À l’ISC High Performance 2026 à Hambourg, NVIDIA a confirmé que le CPU Vera — brièvement présenté au GTC en mars — est entré en production complète. Contrairement à tous les CPU serveur qui l’ont précédé, Vera n’a pas été conçu pour servir des pages web, exécuter des machines virtuelles ou traiter des lots de travaux. Il a été conçu pour une seule chose : orchestrer des agents d’IA.
Le timing n’est pas un hasard. Les dernières prévisions de Gartner estiment les dépenses logicielles en agents d’IA à 206,5 milliards de dollars en 2026, contre 86,4 milliards en 2025 — une augmentation de 139 % sur une seule année (Source : Gartner — Autonomous Business and AI Layoffs May Create Budget Room But Do Not Deliver Returns). La projection atteint 376,3 milliards de dollars en 2027. Les dépenses logicielles sont déjà là. Le matériel arrive maintenant.

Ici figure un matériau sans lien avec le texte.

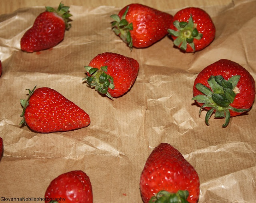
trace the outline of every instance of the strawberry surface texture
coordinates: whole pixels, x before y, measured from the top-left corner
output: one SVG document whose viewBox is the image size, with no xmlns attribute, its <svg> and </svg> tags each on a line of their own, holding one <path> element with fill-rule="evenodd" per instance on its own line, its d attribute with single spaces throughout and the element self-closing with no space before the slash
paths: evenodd
<svg viewBox="0 0 256 203">
<path fill-rule="evenodd" d="M 64 38 L 65 30 L 71 26 L 69 7 L 61 3 L 56 10 L 46 7 L 46 11 L 36 18 L 33 26 L 20 40 L 22 50 L 32 52 L 52 48 Z"/>
<path fill-rule="evenodd" d="M 203 10 L 188 7 L 174 16 L 170 29 L 174 45 L 186 52 L 200 51 L 209 45 L 215 37 L 215 25 Z"/>
<path fill-rule="evenodd" d="M 89 115 L 56 90 L 48 87 L 28 90 L 27 100 L 21 100 L 23 118 L 32 130 L 40 133 L 68 131 L 87 126 Z"/>
<path fill-rule="evenodd" d="M 193 100 L 208 110 L 206 122 L 214 112 L 216 117 L 226 118 L 249 110 L 255 98 L 255 82 L 250 73 L 240 64 L 222 59 L 204 69 L 196 78 Z"/>
<path fill-rule="evenodd" d="M 58 203 L 92 203 L 90 178 L 81 170 L 69 171 L 53 179 L 45 192 L 45 203 L 57 199 Z"/>
<path fill-rule="evenodd" d="M 88 77 L 83 80 L 95 90 L 112 98 L 130 89 L 137 78 L 139 64 L 132 58 L 105 52 L 94 57 L 85 68 Z"/>
<path fill-rule="evenodd" d="M 111 17 L 113 31 L 132 48 L 148 47 L 168 32 L 172 16 L 140 4 L 129 4 Z"/>
</svg>

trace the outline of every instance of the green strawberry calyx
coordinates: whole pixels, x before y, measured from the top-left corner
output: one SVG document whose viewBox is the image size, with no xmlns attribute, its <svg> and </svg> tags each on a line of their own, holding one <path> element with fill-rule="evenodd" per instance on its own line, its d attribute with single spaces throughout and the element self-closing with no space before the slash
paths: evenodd
<svg viewBox="0 0 256 203">
<path fill-rule="evenodd" d="M 198 103 L 204 103 L 200 108 L 199 115 L 203 108 L 210 108 L 205 117 L 207 125 L 209 125 L 209 119 L 214 111 L 215 117 L 225 117 L 223 127 L 226 127 L 229 122 L 230 110 L 239 113 L 249 111 L 248 109 L 238 109 L 230 105 L 236 94 L 239 93 L 236 85 L 240 77 L 241 76 L 236 75 L 226 80 L 222 76 L 211 76 L 208 82 L 212 90 L 201 83 L 196 84 L 196 88 L 204 94 L 198 95 L 192 98 Z"/>
<path fill-rule="evenodd" d="M 91 66 L 84 66 L 90 76 L 83 78 L 90 87 L 94 87 L 96 91 L 106 94 L 108 98 L 113 98 L 108 92 L 108 88 L 114 90 L 115 86 L 113 78 L 106 74 L 108 66 L 102 66 L 100 69 Z"/>
<path fill-rule="evenodd" d="M 61 2 L 57 10 L 55 10 L 50 6 L 46 6 L 45 9 L 46 11 L 53 12 L 61 17 L 65 22 L 66 30 L 68 30 L 71 27 L 71 24 L 68 23 L 72 21 L 69 18 L 72 16 L 72 15 L 69 13 L 69 11 L 68 10 L 69 8 L 69 6 L 64 6 L 64 4 Z"/>
<path fill-rule="evenodd" d="M 156 196 L 152 197 L 148 203 L 188 203 L 187 190 L 179 190 L 176 193 L 169 193 L 164 190 L 160 191 Z"/>
<path fill-rule="evenodd" d="M 200 40 L 203 34 L 199 33 L 196 29 L 197 25 L 194 23 L 192 15 L 190 14 L 188 22 L 180 22 L 175 20 L 173 22 L 173 24 L 178 31 L 168 29 L 168 31 L 171 35 L 177 37 L 173 42 L 174 45 L 185 51 L 187 49 L 187 44 L 188 44 L 194 52 L 194 39 Z"/>
<path fill-rule="evenodd" d="M 20 125 L 22 125 L 23 124 L 26 123 L 26 122 L 25 121 L 25 117 L 24 117 L 24 114 L 25 114 L 25 110 L 26 110 L 26 108 L 29 104 L 28 100 L 29 100 L 29 98 L 30 98 L 31 95 L 32 95 L 34 94 L 34 92 L 36 89 L 36 86 L 35 86 L 35 87 L 32 91 L 30 90 L 29 89 L 26 89 L 26 90 L 28 90 L 28 98 L 26 100 L 20 100 L 20 104 L 21 104 L 21 105 L 23 107 L 22 113 L 20 115 L 21 117 L 23 117 L 23 118 L 20 121 Z"/>
<path fill-rule="evenodd" d="M 129 24 L 125 19 L 128 10 L 129 6 L 127 6 L 121 19 L 118 15 L 115 14 L 111 15 L 110 17 L 114 20 L 112 24 L 113 31 L 116 35 L 119 36 L 121 39 L 128 45 L 131 50 L 133 44 L 130 30 L 133 30 L 133 27 L 132 23 Z"/>
</svg>

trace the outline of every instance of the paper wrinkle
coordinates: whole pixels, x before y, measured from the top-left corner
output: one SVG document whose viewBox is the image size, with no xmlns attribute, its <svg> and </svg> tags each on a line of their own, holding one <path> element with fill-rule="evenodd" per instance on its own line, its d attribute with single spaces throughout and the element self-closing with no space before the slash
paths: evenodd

CPU Vera : Ce qu’il y a sous le capot
Vera est un CPU conçu sur une feuille blanche, basé sur l’architecture ARM v9, fabriqué sur un nœud de processus personnalisé. Voici les spécifications qui comptent pour les charges de travail agentiques :
| Spécification | CPU Vera | Contexte |
|---|---|---|
| Cœurs | 88 cœurs Olympus personnalisés | Arm v9, conçus sur mesure |
| Threads | 176 (2 par cœur) | SMT activé |
| Cache L3 | 162 Mo | Partagé entre tous les cœurs |
| Bande passante mémoire par cœur | 14 Go/s | ~3× les CPU serveur traditionnels |
| Charge de travail cible | Orchestration d’agents + RL | Contrôle intensive, sensible à la latence |
(Source : NVIDIA — Page produit CPU Vera ; NVIDIA Newsroom — Annonce de lancement de Vera)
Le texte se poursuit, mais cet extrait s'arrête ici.